Elle haussa les épaules, répondant calmement :
— Ce sont tes affaires, pas les miennes. Je suis fragile, vulnérable, et je vis un stress fou depuis deux jours… N’oublie pas de penser à ma mère, elle a pleuré toute la journée au téléphone.
Sur ces mots, elle quitta la maison en voiture.

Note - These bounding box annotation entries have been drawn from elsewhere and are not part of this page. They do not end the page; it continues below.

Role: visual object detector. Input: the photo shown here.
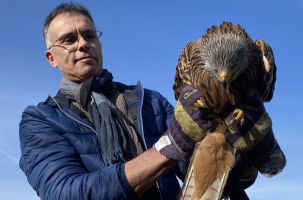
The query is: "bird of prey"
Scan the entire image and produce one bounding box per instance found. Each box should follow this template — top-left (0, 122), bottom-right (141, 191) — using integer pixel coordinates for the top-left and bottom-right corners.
top-left (173, 22), bottom-right (276, 199)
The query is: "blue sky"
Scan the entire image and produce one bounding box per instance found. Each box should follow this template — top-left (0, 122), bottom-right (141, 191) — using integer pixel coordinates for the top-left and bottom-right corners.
top-left (0, 0), bottom-right (303, 200)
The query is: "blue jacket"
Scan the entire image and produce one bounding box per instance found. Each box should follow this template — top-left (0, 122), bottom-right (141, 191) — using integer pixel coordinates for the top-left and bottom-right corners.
top-left (19, 83), bottom-right (184, 200)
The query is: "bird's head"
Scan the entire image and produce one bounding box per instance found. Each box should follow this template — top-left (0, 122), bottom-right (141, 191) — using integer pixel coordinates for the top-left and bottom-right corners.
top-left (200, 22), bottom-right (256, 90)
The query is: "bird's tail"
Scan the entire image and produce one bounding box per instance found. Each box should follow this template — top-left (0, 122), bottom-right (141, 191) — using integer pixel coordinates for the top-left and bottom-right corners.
top-left (193, 131), bottom-right (235, 199)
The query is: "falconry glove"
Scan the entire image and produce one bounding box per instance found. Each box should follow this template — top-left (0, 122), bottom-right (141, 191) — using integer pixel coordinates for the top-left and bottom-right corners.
top-left (154, 86), bottom-right (217, 160)
top-left (225, 95), bottom-right (286, 177)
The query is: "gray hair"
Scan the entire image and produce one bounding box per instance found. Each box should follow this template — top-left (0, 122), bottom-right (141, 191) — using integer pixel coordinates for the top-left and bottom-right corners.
top-left (43, 2), bottom-right (94, 46)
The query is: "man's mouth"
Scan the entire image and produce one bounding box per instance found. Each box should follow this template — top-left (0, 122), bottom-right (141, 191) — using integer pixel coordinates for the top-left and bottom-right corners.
top-left (77, 56), bottom-right (96, 61)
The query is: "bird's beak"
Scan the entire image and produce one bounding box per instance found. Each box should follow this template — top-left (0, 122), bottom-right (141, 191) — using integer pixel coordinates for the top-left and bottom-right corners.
top-left (218, 69), bottom-right (228, 82)
top-left (218, 69), bottom-right (229, 90)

Abattu, Timur appela son ami d’enfance Ivan et se rendit au bar du coin.
— Van’ka, elle a perdu la raison, cracha-t-il. Elle m’a traité comme un vulgaire chiffon, vendu mes affaires…
— Mais souviens‑toi qu’elle t’avait soutenu quand tu n’avais rien, plus de cinq ans… dit doucement Ivan. Peut-être qu’elle panique et qu’elle a besoin de temps pour digérer tout ça.
— Panique ? grogna Timur en jouant avec un morceau de poisson séché. J’avais mis au point cette « épreuve » pour tester sa fidélité. Si elle ne m’épaulait pas, c’était fini. Ivan, on avait même prévu qu’au divorce, elle repartirait les mains vides…

À cet instant, un homme discret se leva d’une table voisine et rejoignit Timur à sa voiture, accompagné de Leonid Stepanovich, le conseiller financier de Timur.
— Monsieur Kasimov, tout est confirmé : Viktoría et Ivan sont complices. Nous avons l’enregistrement de leur conversation.
— Pourquoi leur avoir avoué l’existence de fonds ? s’inquiéta alors Timur.
— C’était prévu. Les avoirs sont dissimulés dans une structure offshore complexe ; même si elle fouille, elle ne trouvera pas grand‑chose. Vous avez tout mis au nom de la société…

De retour le soir même, Timur découvrit Viktoria et Ivan, désormais escortés par six agents de sécurité, dans son salon. Il les regarda tour à tour, le mépris dans la voix :
— Sachant tout ce que je vous ai donné — argent, maison, voyages, cadeaux, soutien — pourquoi détruire tout ça ? Ivan, après tout ce que j’ai fait pour toi depuis l’enfance, je ne pensais pas te voir ici…

Il marqua une pause, le silence pesant.
— Vous n’êtes pas partis avec mon argent. Vous m’avez seulement évité un gros problème en vous révélant. Maintenant, c’est à vous d’en supporter les conséquences.
Il fit signe aux gardes de les conduire à la voiture.
— Pour vous, Viktoria, tout ce que tu as vendu te reste. C’est ton dû pour ces années à mes côtés. Quant à vous, Ivan, profitez de votre « cadeau »…

Il quitta la pièce, mettant ainsi un terme à leur histoire.

On raconte que Viktoria, ruinée, quitta Moscou pour Saranck sans un sou, tandis qu’Ivan sombra rapidement dans l’alcool. Quant à Timur, il demeura seul, consacra son énergie à son entreprise et, un an plus tard, tomba amoureux de son assistante — une femme loyale, inspirante et reconnaissante.

Ils disent que la trahison aiguise la sagesse, et que nul ne se trompe en jetant les dés une seconde fois.